Detecting Neanderthal admixture from DNA sequence data
Professor Jeff Wall
Division of Biostatistics, UCSF

This talk discusses two different approaches for trying to estimate what contribution (if any) that Neanderthals and other 'archaic' human groups made to the current human gene pool. One method directly compares orthologous Neanderthal and modern human DNA sequences while the other indirectly analyzes contemporary human sequences only. Analyses of recent data suggest that Neanderthals made a small (but nonzero) contribution to the modern gene pool.


Thursday, December 6th

Re-Cracking the Second Genetic Code
Professor Mark Segal
Division of Biostatistics, UCSF

In a recent, widely celebrated, computational biology paper Segal et al., (Nature, 2006) provide extensive evidence supporting the existence of a second genetic code embodied in DNA. This second code pertains to the positioning of nucleosomes (the fundamental repeating subunits of all eukaryotic chromatin) which are responsible for packaging DNA into chromosomes inside the cell nucleus and controlling gene expression. Here, we re-evaluate both the basis for, and performance of, the proposed nucleosome positioning code. Tools employed in this process include the spectral envelope and discriminatory motif finding.


Thursday, December 13th

To Tree or Not To Tree: Phylogeny and Microbial Community Comparisons
Professor Rob Knight
Department of Chemistry and Biochemistry, University of Colorado, Boulder

The explosion of 16S rRNA sequence data in the public databases and the availability of high-throughput sequencing methods enables us to get a global view of microbial diversity for the first time. One key issue is how we should compare communities: should we use a similarity cutoff andtreat all taxa at that level equally, as is commonly done for macroorganisms, or should we use information about the relationships among taxa?
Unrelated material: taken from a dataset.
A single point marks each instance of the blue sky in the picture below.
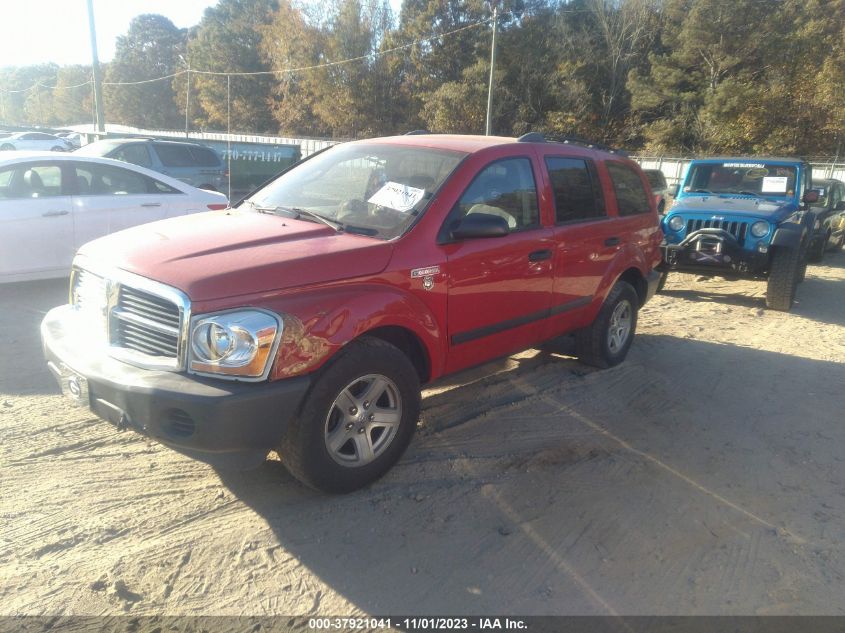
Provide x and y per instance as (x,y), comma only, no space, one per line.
(40,31)
(37,31)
Similarly, should we focus on presence/absence of specific lineages, or on measures that take abundance into account? In this seminar, I describe some of the advantages and disadvantages of using the phylogenetic approach, as in our UniFrac software, and show the implications of the different approaches for the clustering of samples from hundreds of diverse environments, including a range of free-living and animal-associated environments. I argue that even a very bad tree is more useful for community comparisons than the star phylogeny that tree-independent methods implicitly assume.